10月31日、日本はイギリスと協力して青島要塞への攻撃を開始し、11月7日、ドイツ軍は降伏した。このとき日本海軍の水上機母艦(当時は「航空隊母艦」)「若宮丸」は、搭載した水上機により爆撃を行っている。軍艦が搭載した航空機を使って爆撃を行ったのは、史上初めてのことであった。

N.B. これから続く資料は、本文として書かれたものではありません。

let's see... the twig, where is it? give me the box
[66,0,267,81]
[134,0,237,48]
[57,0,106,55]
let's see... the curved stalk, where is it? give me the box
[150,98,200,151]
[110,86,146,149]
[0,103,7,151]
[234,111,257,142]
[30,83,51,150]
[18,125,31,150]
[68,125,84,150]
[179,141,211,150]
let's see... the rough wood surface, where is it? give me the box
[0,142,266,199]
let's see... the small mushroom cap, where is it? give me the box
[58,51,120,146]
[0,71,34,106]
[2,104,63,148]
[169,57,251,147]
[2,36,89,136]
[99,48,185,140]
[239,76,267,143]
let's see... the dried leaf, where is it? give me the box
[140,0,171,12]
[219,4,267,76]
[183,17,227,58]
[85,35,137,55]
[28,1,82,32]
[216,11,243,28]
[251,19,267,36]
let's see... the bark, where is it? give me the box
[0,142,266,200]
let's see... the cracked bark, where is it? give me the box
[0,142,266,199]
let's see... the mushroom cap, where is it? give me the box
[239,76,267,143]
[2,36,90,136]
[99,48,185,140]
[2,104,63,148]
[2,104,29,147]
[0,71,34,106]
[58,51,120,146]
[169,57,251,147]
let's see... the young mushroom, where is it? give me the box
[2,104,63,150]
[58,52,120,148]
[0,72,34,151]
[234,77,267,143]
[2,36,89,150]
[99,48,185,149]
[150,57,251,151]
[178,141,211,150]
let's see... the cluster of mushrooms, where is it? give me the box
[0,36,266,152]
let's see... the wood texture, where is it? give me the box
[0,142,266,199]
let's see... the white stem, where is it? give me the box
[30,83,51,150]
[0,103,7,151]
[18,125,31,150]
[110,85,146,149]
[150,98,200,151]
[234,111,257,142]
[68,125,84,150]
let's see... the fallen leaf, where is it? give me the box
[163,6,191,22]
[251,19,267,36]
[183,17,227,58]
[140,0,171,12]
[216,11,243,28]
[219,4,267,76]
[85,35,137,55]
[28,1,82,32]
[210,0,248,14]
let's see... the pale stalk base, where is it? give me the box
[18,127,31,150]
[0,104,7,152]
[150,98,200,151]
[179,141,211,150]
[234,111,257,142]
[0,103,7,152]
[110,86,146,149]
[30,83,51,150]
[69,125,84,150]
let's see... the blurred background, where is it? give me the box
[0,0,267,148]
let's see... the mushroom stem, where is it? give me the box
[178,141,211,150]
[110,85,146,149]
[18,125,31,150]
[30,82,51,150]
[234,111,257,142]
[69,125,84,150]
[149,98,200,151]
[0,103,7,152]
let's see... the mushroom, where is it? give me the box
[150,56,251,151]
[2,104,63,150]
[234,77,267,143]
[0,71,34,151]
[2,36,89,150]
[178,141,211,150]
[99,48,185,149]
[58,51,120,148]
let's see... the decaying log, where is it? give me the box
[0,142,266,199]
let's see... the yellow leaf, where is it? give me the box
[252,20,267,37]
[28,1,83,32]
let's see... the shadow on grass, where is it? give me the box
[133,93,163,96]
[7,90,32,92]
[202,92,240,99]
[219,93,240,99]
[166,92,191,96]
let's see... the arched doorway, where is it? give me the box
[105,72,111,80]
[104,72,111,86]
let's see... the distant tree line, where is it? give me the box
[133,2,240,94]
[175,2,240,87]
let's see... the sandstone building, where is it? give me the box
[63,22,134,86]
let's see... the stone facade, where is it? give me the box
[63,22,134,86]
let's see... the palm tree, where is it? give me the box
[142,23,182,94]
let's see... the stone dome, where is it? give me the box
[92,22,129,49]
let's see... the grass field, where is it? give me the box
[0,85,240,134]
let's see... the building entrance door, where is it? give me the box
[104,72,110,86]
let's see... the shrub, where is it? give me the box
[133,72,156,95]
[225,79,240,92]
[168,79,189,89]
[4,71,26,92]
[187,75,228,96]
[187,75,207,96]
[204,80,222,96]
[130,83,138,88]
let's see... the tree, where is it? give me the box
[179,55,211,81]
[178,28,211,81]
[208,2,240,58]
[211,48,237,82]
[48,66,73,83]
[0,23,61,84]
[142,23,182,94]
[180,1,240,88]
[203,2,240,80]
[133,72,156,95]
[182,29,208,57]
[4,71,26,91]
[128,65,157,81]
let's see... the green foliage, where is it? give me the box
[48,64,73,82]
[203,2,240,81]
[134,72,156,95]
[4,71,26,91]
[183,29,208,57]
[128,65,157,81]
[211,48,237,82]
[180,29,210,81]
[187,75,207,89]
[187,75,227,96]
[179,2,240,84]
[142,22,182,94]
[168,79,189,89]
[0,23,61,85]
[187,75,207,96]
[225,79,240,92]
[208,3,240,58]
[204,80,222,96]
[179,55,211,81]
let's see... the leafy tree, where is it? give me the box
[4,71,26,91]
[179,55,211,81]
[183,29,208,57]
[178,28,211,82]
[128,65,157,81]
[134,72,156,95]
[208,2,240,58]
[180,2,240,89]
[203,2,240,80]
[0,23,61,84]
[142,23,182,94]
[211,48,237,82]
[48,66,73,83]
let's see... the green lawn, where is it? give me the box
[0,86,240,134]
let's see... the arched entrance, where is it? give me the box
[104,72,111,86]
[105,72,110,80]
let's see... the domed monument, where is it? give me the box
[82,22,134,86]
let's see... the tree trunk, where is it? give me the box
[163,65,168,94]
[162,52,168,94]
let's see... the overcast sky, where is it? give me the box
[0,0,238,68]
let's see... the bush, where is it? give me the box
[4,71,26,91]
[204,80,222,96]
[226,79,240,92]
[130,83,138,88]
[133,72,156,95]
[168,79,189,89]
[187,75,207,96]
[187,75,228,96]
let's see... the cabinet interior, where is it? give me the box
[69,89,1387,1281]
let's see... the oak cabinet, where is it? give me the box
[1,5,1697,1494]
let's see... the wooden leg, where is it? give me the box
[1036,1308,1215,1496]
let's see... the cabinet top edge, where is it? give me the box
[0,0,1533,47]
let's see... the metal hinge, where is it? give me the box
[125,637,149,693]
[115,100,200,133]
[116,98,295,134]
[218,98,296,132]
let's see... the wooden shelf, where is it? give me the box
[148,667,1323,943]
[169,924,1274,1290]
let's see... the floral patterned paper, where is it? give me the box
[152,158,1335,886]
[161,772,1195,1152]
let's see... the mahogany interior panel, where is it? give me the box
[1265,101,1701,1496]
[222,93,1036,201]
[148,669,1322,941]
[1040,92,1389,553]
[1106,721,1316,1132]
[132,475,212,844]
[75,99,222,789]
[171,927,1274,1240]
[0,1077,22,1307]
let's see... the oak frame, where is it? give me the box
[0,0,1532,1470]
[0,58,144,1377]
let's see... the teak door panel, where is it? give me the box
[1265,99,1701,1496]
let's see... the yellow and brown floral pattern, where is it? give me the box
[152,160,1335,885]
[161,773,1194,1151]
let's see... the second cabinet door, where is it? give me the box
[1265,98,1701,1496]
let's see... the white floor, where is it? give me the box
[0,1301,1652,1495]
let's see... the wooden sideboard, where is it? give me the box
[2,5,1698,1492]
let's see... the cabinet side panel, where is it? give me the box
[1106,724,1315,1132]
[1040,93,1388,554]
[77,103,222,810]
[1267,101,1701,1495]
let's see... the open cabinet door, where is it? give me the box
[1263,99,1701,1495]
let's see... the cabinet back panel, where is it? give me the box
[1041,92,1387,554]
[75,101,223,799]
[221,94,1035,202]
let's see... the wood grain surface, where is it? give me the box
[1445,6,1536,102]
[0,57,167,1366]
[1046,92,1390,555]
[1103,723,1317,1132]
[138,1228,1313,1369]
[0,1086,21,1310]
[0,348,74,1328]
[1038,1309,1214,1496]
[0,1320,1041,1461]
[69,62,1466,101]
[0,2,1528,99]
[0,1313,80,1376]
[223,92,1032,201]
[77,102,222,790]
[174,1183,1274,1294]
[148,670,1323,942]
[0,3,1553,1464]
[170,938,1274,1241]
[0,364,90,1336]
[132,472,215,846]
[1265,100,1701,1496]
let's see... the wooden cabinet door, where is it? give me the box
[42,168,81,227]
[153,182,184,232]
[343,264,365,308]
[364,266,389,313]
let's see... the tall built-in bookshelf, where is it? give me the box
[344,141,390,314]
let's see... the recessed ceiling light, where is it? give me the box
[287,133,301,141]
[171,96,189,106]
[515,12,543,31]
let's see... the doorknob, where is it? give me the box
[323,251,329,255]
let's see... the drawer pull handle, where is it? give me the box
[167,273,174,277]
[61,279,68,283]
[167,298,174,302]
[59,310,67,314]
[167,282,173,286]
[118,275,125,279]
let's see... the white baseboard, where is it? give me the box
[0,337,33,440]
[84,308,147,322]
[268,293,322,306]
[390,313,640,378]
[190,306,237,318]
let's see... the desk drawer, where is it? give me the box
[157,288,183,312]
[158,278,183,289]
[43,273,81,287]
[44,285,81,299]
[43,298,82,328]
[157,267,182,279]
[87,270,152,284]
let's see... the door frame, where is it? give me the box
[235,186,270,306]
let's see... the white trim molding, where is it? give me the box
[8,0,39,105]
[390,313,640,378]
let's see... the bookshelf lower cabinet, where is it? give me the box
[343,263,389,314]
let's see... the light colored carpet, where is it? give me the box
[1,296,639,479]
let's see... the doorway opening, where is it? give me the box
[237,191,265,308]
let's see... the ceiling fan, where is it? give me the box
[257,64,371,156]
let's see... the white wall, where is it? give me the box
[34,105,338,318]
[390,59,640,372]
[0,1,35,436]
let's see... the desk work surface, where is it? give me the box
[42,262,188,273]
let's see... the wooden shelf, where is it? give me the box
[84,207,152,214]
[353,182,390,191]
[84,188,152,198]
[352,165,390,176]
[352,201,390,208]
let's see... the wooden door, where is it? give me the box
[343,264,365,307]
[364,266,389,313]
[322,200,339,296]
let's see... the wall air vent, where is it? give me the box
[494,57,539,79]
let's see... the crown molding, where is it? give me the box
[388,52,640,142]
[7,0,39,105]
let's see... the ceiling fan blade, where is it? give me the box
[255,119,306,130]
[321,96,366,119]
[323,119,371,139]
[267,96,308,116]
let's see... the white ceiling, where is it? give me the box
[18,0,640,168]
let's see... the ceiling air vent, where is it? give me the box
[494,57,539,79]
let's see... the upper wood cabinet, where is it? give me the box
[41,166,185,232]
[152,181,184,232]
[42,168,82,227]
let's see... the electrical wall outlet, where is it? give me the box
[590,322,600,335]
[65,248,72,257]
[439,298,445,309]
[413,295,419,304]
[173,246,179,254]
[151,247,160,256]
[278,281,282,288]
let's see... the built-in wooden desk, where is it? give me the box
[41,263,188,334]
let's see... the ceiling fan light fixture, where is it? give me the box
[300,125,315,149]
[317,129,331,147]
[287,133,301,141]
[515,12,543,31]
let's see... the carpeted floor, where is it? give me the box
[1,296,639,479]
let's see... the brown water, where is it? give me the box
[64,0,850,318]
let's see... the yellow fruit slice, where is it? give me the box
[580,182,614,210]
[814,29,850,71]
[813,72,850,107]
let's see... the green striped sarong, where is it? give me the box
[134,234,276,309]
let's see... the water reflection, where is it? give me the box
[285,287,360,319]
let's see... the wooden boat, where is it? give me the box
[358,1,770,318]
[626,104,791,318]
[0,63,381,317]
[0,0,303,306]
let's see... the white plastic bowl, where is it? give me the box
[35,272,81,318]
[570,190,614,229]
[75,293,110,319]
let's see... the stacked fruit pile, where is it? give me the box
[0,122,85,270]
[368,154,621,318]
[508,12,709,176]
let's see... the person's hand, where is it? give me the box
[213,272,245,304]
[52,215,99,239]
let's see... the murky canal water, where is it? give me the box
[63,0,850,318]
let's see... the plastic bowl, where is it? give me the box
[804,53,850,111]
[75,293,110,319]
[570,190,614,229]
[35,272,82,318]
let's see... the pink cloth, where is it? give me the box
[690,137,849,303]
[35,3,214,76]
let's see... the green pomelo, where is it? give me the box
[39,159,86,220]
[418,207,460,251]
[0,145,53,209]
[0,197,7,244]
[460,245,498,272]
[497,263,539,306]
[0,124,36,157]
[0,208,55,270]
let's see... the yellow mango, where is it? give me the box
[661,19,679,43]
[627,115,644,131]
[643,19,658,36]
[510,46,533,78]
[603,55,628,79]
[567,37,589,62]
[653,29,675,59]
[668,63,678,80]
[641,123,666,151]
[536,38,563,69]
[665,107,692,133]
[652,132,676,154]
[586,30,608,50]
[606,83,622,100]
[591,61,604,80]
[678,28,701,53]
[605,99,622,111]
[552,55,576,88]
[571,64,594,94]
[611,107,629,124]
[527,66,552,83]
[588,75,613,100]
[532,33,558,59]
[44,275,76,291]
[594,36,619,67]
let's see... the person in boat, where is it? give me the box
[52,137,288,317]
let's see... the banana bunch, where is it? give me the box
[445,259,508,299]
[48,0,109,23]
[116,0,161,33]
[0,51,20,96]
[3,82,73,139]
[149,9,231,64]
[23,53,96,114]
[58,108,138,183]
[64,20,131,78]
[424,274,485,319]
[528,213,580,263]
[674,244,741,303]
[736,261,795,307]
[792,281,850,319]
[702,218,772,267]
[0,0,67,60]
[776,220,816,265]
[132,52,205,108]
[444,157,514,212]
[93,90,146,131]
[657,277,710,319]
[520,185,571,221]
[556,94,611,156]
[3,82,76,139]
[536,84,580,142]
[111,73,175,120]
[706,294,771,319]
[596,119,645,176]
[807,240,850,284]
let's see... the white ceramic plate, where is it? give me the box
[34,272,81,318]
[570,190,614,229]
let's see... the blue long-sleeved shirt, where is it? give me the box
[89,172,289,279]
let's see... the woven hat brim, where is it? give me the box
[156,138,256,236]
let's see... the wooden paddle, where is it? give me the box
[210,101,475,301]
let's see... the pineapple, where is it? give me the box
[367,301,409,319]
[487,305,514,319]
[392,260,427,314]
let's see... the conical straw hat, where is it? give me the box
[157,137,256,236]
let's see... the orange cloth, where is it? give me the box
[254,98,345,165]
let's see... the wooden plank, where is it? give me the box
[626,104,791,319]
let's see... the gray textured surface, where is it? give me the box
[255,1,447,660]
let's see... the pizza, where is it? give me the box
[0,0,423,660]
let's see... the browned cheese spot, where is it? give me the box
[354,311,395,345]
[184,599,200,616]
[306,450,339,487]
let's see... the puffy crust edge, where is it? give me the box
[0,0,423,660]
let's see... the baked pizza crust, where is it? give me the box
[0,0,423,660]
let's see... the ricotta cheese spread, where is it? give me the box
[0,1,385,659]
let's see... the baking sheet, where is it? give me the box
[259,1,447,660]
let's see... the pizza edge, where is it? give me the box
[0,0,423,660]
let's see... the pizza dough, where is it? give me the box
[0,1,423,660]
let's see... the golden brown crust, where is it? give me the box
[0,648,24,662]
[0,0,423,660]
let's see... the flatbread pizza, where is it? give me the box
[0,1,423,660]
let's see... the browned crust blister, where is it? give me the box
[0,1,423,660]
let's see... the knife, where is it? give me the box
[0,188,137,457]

青島要塞の爆撃は映画になっている。東宝が1963年(昭和38年)に公開した「青島要塞爆撃命令」。史実をもとにしたフィクション映画であるが、そこは東宝の戦争映画や「ゴジラ」など怪獣映画の特撮を手がけた円谷英二が特技監督だけあって、空中戦や海戦の特撮シーンの迫力はさすが。水上機が弾薬を積んだ機関車を追いかけ爆破するクライマックスシーンは思わず身を乗り出してしまう。地上戦の実写のシーンも真に迫っている。
なお、このDVDは某家電量販店で購入したが、「邦画チ」でなく「邦画ア」のコーナーに入っていた。店員さんは「アオシマ」と読んだのだろう。その後しばらくして同じ店に行ったら、すぐに補充されていたが、やはり「邦画ア」のコーナーに入っていた。ご購入される方はご注意を。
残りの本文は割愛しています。